3. **Isomap (Isometric Mapping):**
	- **How it works:** Computes geodesic distances between points on a manifold and preserves them in the low-dimensional space.
	- **Use case:** Non-linear relationships in manifold-like data.
	- **Limitation:** Sensitive to noise and outliers.

4. **Autoencoders (Deep Learning-based):**
	- **How it works:** Neural networks learn to encode data into a compressed representation and then decode it back to the original input.
	- **Use case:** Complex non-linear dimensionality reduction for large datasets.
	- **Limitation:** Requires large datasets and significant training time.

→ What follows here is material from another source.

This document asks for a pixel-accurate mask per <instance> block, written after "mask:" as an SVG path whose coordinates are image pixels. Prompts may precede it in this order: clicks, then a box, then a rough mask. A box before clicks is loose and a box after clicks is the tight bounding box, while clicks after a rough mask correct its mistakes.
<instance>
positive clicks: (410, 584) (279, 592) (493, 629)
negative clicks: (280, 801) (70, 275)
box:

5. **Locally Linear Embedding (LLE):**
	- **How it works:** Preserves local relationships by reconstructing each point using its neighbors.
	- **Use case:** Manifold learning in non-linear data.
	- **Limitation:** Computationally expensive and sensitive to noise.

6. **Kernel PCA:**
	- **How it works:** Extends PCA to non-linear relationships by applying the kernel trick to project data into higher dimensions before performing PCA.
	- **Use case:** Non-linear data where standard PCA fails.
	- **Limitation:** Requires kernel selection and parameter tuning.

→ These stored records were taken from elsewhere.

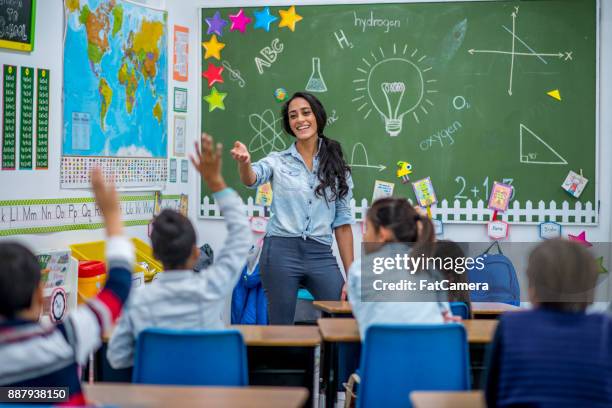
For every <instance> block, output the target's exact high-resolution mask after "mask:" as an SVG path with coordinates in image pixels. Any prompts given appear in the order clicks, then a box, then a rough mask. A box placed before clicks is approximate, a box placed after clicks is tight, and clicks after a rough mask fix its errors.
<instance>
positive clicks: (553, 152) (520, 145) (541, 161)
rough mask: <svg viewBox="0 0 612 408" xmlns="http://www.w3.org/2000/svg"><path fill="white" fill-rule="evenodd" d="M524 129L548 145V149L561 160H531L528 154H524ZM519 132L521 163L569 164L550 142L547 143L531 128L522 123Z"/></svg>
mask: <svg viewBox="0 0 612 408" xmlns="http://www.w3.org/2000/svg"><path fill="white" fill-rule="evenodd" d="M523 131H527V132H529V134H530V135H531V136H532V137H534V138H535V139H536V140H537V141H538V142H540V143H541V144H543V145H544V146H546V148H547V149H548V150H550V151H551V152H552V153H553V154H554V155H555V156H557V157H558V158H559V161H553V162H543V161H536V160H531V159H530V158H529V155H528V154H523ZM519 132H520V141H519V145H520V160H521V163H526V164H561V165H564V164H567V161H566V160H565V159H564V158H563V157H562V156H561V155H560V154H559V153H557V151H556V150H555V149H553V148H552V147H551V146H550V145H549V144H548V143H546V142H545V141H544V140H542V138H540V137H539V136H538V135H536V134H535V133H533V131H532V130H531V129H529V128H528V127H527V126H525V125H523V124H522V123H521V124H520V126H519Z"/></svg>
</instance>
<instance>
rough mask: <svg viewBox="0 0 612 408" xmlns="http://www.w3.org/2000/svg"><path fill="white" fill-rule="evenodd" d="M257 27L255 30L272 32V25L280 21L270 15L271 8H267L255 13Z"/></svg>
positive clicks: (273, 16)
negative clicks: (255, 29) (271, 27)
mask: <svg viewBox="0 0 612 408" xmlns="http://www.w3.org/2000/svg"><path fill="white" fill-rule="evenodd" d="M253 14H255V25H254V26H253V28H261V29H264V30H266V31H270V24H272V23H273V22H275V21H276V20H278V17H276V16H273V15H272V14H270V7H266V8H264V9H262V10H261V11H255V12H254V13H253Z"/></svg>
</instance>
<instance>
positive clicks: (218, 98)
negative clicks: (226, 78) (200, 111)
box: [204, 86, 227, 112]
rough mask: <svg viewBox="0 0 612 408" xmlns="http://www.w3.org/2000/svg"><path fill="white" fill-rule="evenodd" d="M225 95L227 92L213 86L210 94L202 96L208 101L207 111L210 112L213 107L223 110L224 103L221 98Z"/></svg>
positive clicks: (223, 98)
mask: <svg viewBox="0 0 612 408" xmlns="http://www.w3.org/2000/svg"><path fill="white" fill-rule="evenodd" d="M226 96H227V92H219V91H217V88H215V87H214V86H213V87H212V89H211V90H210V94H209V95H206V96H205V97H204V100H205V101H206V102H208V111H209V112H212V111H214V110H215V109H221V110H225V104H224V103H223V100H224V99H225V97H226Z"/></svg>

7. **Laplacian Eigenmaps:**
	- **How it works:** Uses graph-based methods to preserve local relationships between points by constructing a similarity graph.
	- **Use case:** Non-linear data with underlying graph-like structures.
	- **Limitation:** Sensitive to graph construction and requires careful tuning.

### Comparison of Methods

| Method         | Linear/Non-Linear | Preserves                | Use Case                          |
|----------------|-------------------|--------------------------|-----------------------------------|
| PCA            | Linear            | Global variance          | Feature reduction, compression.   |
| LDA            | Linear            | Class separability       | Classification tasks.             |
| t-SNE          | Non-linear        | Local neighborhood       | Visualization of clusters.        |
| UMAP           | Non-linear        | Local & global structure | Large-scale data visualization.   |
| Isomap         | Non-linear        | Geodesic distances       | Manifold learning.                |
| Kernel PCA     | Non-linear        | Variance (in kernel space) | Non-linear feature extraction.    |
| Autoencoders   | Non-linear        | Learned representation   | Complex feature extraction.       |

### Key Takeaway:

- Use PCA, LDA, or ICA for linear problems.
- Use t-SNE, UMAP, or Isomap for non-linear relationships or visualization.
- Use Autoencoders for deep learning applications or very complex data.